Their present situation may be summarized as follows:

They don't have a professional glassmaker on-site, nor on-site glassmaking equipment to build a prism out of optical glass.  Specifying and ordering a prism from off-site would probably take several days and probably not be quite right on arrival.

They have a large piece of cloudy quartz that was successfully Stone-Shaped into the right rough shape of a prism, and then further cut flat with overkill magical slicing spells.

Despite Prestidigitation supposedly being able to change the color of things, Keltham has not been able to clear this quartz in a way that makes it suitable for use in a spectroscope's prism, nor change the flat surface of it into a diffraction grating.

They have tiny pieces of nice clear quartz that would, if they were larger, probably work to build a spectroscope.

Keltham's plan is therefore as follows:

Step one, use their spectroscope to burn a piece of clear quartz and get a reading from the spectral lines off that.

Step two, other people will practice Prestidigitating bits of cloudy quartz 'clearer', burning those under their spectroscope, and trying to shift the absorption lines of cloudy quartz towards being entirely the dominant spectrographic lines recorded from the clear quartz.

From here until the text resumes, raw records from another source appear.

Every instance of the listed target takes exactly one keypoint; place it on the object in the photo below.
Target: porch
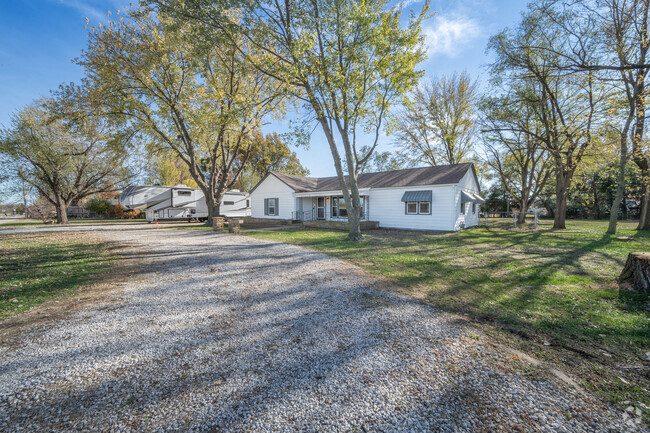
(326, 207)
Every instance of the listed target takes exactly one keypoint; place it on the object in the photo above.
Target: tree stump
(234, 226)
(217, 224)
(636, 273)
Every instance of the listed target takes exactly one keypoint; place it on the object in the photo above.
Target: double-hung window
(418, 208)
(417, 202)
(340, 210)
(271, 206)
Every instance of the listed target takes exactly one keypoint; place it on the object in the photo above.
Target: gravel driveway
(228, 333)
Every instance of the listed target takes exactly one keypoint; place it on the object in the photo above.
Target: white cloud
(449, 36)
(90, 8)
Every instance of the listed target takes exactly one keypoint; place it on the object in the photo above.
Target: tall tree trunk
(61, 211)
(620, 185)
(523, 208)
(563, 182)
(644, 217)
(217, 199)
(209, 201)
(559, 222)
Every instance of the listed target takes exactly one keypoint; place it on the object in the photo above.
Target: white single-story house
(181, 202)
(444, 197)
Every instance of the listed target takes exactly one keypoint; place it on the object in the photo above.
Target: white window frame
(275, 207)
(409, 203)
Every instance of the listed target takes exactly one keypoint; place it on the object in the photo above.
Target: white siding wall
(272, 187)
(386, 206)
(467, 184)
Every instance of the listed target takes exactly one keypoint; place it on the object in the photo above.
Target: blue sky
(39, 38)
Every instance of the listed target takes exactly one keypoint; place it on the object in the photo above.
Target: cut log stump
(636, 273)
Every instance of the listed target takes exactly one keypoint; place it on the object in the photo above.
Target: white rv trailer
(180, 202)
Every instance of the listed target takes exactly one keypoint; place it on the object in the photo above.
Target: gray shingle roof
(438, 175)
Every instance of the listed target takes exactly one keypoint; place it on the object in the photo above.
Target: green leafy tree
(567, 106)
(518, 157)
(64, 158)
(202, 102)
(608, 39)
(271, 153)
(347, 61)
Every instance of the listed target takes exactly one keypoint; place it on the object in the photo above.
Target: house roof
(438, 175)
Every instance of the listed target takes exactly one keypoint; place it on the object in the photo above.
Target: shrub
(116, 211)
(132, 214)
(99, 205)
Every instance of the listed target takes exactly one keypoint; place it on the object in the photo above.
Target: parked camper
(180, 202)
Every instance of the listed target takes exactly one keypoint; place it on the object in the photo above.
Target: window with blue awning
(417, 196)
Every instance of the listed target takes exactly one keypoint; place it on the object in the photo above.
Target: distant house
(444, 197)
(180, 202)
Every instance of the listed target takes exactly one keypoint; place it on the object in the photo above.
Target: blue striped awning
(417, 196)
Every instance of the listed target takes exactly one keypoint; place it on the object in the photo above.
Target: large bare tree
(608, 40)
(515, 152)
(348, 62)
(203, 102)
(437, 125)
(567, 105)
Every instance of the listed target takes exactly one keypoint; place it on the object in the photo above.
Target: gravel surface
(228, 333)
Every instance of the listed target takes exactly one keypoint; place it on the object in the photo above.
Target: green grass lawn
(33, 222)
(549, 288)
(37, 267)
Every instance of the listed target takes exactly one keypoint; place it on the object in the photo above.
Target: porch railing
(303, 215)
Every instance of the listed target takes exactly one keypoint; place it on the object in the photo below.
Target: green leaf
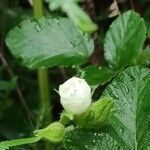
(66, 117)
(96, 75)
(97, 114)
(54, 132)
(8, 85)
(131, 96)
(47, 42)
(124, 39)
(8, 144)
(75, 13)
(144, 57)
(81, 139)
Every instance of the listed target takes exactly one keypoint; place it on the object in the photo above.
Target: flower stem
(43, 77)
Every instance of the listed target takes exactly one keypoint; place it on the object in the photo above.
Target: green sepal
(97, 114)
(53, 133)
(66, 117)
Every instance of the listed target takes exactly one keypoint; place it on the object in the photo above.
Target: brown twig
(18, 91)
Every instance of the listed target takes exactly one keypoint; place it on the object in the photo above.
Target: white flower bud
(75, 95)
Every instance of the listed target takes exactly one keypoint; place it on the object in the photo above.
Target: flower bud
(75, 95)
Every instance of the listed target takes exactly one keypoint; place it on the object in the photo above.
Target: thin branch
(132, 4)
(18, 91)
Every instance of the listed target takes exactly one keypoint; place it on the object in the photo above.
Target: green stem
(43, 76)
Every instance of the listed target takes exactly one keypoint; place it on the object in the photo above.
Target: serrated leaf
(124, 39)
(96, 75)
(81, 139)
(47, 42)
(5, 145)
(130, 92)
(97, 114)
(8, 85)
(144, 57)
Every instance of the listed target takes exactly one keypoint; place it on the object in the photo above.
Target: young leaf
(5, 145)
(97, 114)
(81, 139)
(130, 92)
(47, 42)
(96, 75)
(54, 132)
(124, 39)
(75, 13)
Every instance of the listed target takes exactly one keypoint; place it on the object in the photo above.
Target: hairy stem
(43, 77)
(18, 91)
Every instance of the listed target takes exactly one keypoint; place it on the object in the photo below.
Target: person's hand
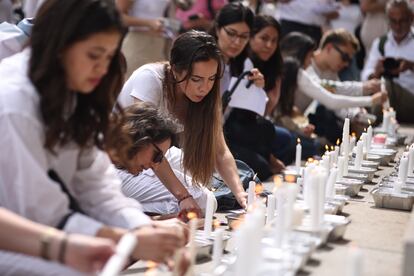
(308, 130)
(379, 98)
(156, 25)
(241, 198)
(257, 78)
(189, 205)
(371, 86)
(379, 68)
(158, 243)
(405, 65)
(88, 254)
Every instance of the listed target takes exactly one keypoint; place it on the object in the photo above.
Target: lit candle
(271, 205)
(280, 215)
(352, 142)
(252, 193)
(192, 243)
(359, 155)
(354, 267)
(218, 247)
(345, 137)
(369, 136)
(123, 251)
(341, 161)
(411, 161)
(330, 189)
(403, 168)
(386, 120)
(298, 155)
(397, 186)
(208, 218)
(363, 138)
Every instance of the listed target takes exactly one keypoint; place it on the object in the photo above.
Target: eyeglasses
(233, 35)
(345, 57)
(158, 154)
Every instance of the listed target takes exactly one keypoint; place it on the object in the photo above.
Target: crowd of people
(112, 117)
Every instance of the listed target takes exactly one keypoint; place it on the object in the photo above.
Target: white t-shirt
(145, 84)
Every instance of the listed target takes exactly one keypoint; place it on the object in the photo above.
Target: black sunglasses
(158, 154)
(344, 56)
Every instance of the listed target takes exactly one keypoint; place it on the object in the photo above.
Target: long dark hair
(69, 116)
(272, 68)
(230, 14)
(297, 45)
(202, 122)
(291, 68)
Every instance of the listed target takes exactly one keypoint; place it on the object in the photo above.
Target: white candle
(359, 155)
(386, 120)
(363, 138)
(345, 137)
(217, 247)
(411, 161)
(403, 168)
(208, 218)
(123, 250)
(352, 143)
(397, 186)
(271, 206)
(354, 267)
(369, 137)
(192, 243)
(336, 152)
(298, 155)
(291, 191)
(251, 193)
(341, 161)
(330, 189)
(280, 215)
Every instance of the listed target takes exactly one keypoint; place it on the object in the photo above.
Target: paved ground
(378, 232)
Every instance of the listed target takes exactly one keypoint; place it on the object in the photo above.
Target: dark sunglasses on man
(158, 154)
(344, 56)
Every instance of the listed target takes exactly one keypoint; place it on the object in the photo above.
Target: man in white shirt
(335, 53)
(392, 56)
(305, 16)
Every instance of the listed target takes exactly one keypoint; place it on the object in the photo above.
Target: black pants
(291, 26)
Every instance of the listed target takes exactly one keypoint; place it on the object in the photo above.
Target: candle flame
(191, 215)
(290, 178)
(258, 189)
(277, 181)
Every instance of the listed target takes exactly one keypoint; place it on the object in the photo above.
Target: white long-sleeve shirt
(309, 89)
(25, 187)
(404, 49)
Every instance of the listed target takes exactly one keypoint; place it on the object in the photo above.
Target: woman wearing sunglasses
(55, 111)
(187, 88)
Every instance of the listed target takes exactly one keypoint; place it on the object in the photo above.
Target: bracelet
(45, 243)
(62, 249)
(184, 197)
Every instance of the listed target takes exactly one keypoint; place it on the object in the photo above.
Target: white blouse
(25, 187)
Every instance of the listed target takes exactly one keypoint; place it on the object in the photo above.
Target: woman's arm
(274, 96)
(226, 167)
(174, 185)
(24, 236)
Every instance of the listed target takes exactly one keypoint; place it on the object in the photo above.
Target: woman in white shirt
(54, 114)
(187, 87)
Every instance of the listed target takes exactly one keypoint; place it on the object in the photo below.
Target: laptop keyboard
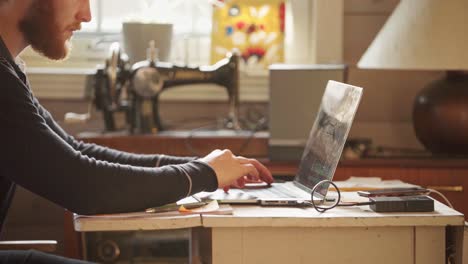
(282, 190)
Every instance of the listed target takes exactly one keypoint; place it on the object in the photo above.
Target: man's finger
(264, 173)
(250, 169)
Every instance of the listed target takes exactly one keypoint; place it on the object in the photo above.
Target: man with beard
(83, 178)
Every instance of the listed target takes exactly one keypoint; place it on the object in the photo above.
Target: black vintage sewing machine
(135, 89)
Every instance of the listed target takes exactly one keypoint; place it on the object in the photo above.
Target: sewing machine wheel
(147, 82)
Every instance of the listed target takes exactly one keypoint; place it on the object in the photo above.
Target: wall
(385, 111)
(384, 114)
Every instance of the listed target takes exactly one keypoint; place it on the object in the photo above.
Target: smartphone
(395, 192)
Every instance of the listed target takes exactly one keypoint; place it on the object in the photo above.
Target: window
(191, 19)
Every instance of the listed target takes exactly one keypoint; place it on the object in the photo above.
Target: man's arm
(36, 158)
(108, 154)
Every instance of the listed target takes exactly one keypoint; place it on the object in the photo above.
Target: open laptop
(321, 154)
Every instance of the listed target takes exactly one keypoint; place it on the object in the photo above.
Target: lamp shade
(422, 35)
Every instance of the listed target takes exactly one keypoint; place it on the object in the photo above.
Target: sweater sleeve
(108, 154)
(35, 157)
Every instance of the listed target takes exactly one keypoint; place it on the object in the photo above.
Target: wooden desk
(449, 176)
(292, 235)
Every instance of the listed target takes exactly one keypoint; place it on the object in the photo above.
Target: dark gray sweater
(83, 178)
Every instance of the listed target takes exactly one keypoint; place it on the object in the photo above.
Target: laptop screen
(328, 135)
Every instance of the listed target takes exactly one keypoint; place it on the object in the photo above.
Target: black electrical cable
(322, 209)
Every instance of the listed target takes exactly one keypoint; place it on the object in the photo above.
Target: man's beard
(42, 32)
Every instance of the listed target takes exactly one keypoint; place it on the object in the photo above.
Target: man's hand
(235, 170)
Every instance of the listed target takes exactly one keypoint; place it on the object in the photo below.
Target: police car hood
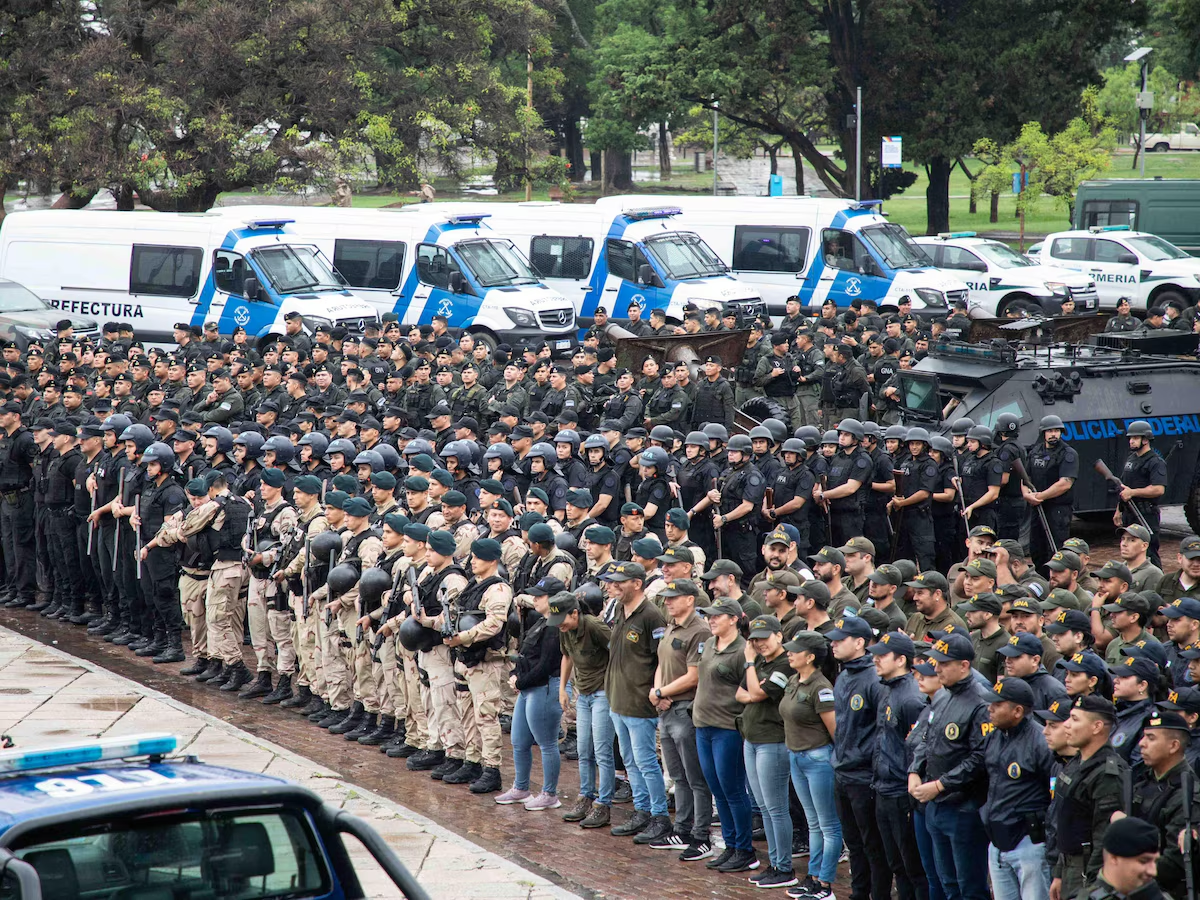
(87, 790)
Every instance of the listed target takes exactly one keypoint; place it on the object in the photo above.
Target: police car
(997, 276)
(93, 820)
(1122, 263)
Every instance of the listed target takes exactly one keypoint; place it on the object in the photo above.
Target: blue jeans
(958, 837)
(720, 759)
(535, 719)
(813, 779)
(593, 733)
(636, 738)
(925, 847)
(1021, 873)
(767, 768)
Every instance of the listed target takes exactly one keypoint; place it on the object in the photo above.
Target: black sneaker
(777, 879)
(719, 861)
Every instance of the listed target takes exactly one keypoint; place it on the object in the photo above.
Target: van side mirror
(251, 289)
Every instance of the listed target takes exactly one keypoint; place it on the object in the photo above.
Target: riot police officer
(1054, 467)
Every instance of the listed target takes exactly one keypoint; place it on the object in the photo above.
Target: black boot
(174, 649)
(382, 733)
(239, 677)
(349, 723)
(259, 688)
(366, 726)
(487, 783)
(198, 665)
(282, 691)
(214, 671)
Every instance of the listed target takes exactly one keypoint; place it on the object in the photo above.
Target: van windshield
(1156, 249)
(495, 263)
(684, 256)
(894, 245)
(291, 268)
(17, 298)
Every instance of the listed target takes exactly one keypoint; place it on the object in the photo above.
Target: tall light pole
(1145, 101)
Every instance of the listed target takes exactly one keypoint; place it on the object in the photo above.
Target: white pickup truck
(1186, 138)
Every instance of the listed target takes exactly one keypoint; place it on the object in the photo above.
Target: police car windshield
(893, 243)
(1156, 249)
(495, 263)
(1002, 255)
(17, 298)
(684, 256)
(291, 268)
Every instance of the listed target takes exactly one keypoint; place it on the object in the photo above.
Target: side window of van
(229, 271)
(562, 257)
(165, 271)
(435, 264)
(370, 264)
(767, 249)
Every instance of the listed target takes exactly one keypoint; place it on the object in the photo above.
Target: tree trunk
(664, 153)
(937, 195)
(618, 169)
(797, 157)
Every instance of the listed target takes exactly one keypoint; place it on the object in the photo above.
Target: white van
(816, 249)
(436, 259)
(156, 269)
(621, 255)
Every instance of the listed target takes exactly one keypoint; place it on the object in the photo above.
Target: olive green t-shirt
(678, 649)
(633, 658)
(588, 649)
(801, 709)
(761, 723)
(719, 676)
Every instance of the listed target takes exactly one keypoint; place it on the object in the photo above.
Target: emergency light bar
(121, 748)
(652, 213)
(269, 222)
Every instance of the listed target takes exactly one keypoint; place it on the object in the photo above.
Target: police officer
(1019, 767)
(738, 497)
(1087, 792)
(1144, 479)
(1054, 467)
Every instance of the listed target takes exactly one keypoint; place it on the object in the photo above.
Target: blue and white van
(156, 269)
(814, 249)
(436, 259)
(616, 256)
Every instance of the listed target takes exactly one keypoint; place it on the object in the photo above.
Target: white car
(1143, 267)
(997, 276)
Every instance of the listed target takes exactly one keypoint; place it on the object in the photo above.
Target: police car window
(621, 259)
(562, 257)
(370, 264)
(435, 264)
(763, 249)
(165, 271)
(1069, 247)
(1109, 252)
(219, 853)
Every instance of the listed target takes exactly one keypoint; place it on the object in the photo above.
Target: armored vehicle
(1096, 388)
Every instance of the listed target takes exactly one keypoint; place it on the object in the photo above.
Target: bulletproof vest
(227, 545)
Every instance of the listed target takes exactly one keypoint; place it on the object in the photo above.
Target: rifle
(1188, 875)
(1019, 468)
(1107, 474)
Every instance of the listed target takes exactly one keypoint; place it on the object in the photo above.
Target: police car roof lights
(643, 213)
(119, 748)
(468, 219)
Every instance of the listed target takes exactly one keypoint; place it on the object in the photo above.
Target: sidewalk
(52, 697)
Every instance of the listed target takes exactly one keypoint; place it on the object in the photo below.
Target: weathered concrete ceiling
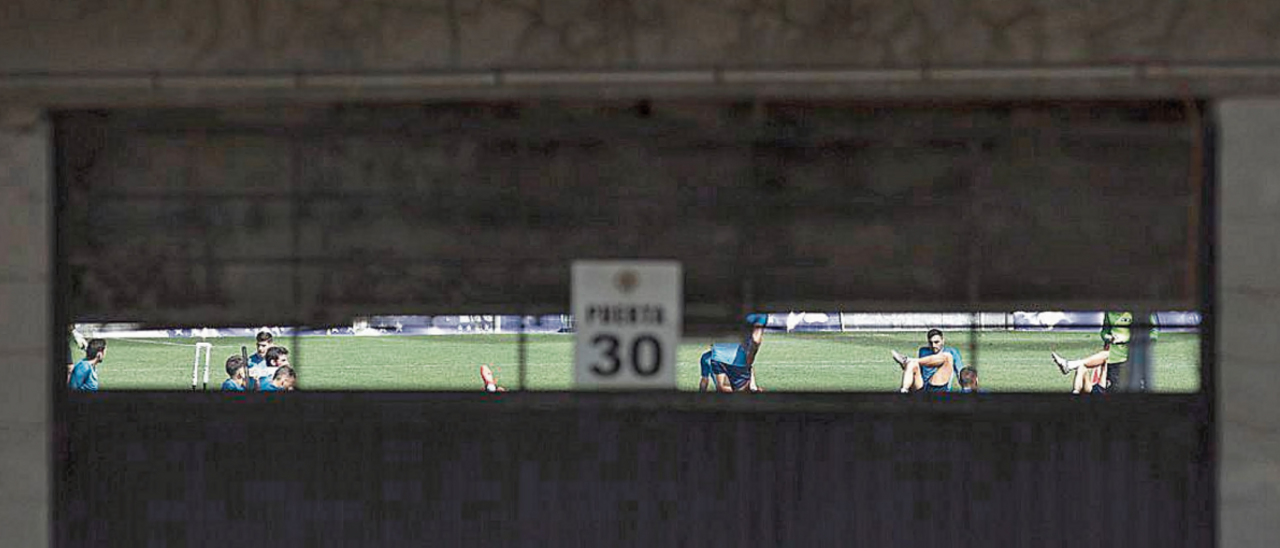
(145, 51)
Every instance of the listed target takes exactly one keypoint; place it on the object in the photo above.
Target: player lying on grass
(933, 368)
(83, 377)
(1101, 371)
(732, 364)
(236, 375)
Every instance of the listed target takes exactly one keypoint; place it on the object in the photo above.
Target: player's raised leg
(1084, 369)
(912, 378)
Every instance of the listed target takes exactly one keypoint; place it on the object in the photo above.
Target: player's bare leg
(490, 382)
(1084, 369)
(912, 378)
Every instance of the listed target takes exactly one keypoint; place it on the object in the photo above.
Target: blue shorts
(739, 377)
(936, 388)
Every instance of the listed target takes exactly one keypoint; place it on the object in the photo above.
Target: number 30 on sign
(627, 318)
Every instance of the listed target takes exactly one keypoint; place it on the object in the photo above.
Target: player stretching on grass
(933, 368)
(1101, 373)
(734, 364)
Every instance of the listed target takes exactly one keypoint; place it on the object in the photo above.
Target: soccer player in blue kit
(236, 375)
(935, 366)
(85, 371)
(732, 364)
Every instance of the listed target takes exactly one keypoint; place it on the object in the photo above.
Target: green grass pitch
(1009, 361)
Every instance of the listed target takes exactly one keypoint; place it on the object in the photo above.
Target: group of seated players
(730, 366)
(265, 370)
(726, 366)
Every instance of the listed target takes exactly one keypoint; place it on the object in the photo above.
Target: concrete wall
(26, 315)
(91, 53)
(1249, 297)
(464, 209)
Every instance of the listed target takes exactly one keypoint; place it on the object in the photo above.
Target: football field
(854, 361)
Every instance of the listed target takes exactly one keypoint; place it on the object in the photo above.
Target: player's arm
(754, 343)
(722, 383)
(80, 378)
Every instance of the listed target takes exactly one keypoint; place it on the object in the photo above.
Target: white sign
(627, 318)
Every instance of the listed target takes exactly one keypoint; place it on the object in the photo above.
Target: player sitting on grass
(734, 364)
(85, 373)
(277, 356)
(282, 380)
(969, 380)
(264, 342)
(933, 368)
(708, 371)
(1101, 371)
(490, 383)
(236, 375)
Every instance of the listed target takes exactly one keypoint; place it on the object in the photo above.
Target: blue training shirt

Step three, Prestidigitate their large shaped piece of quartz clear, and use it to build their first spectroscope.

Keltham: Step four, send their spectroscope back in time to step one.

Now, Keltham isn't sure that part will work, but, if Civilization's teachings about the fundamental nature of reality are true, it shouldn't be that hard for him to use Prestidigitation to create a small time-loop -

Ione Sala: "VETO."

Asmodia: "VETO."

Halfling slave #958245 "Broom": "I agree in these objections."

Lady Eulàlia Avaricia de Seguer: "If the only problem with the diamond is that it's too small we can get a True Resurrection grade one, they're about thrice as large across."

Ione Sala: "Why would you even say that in public, Keltham, why in Pharasma's name would you?"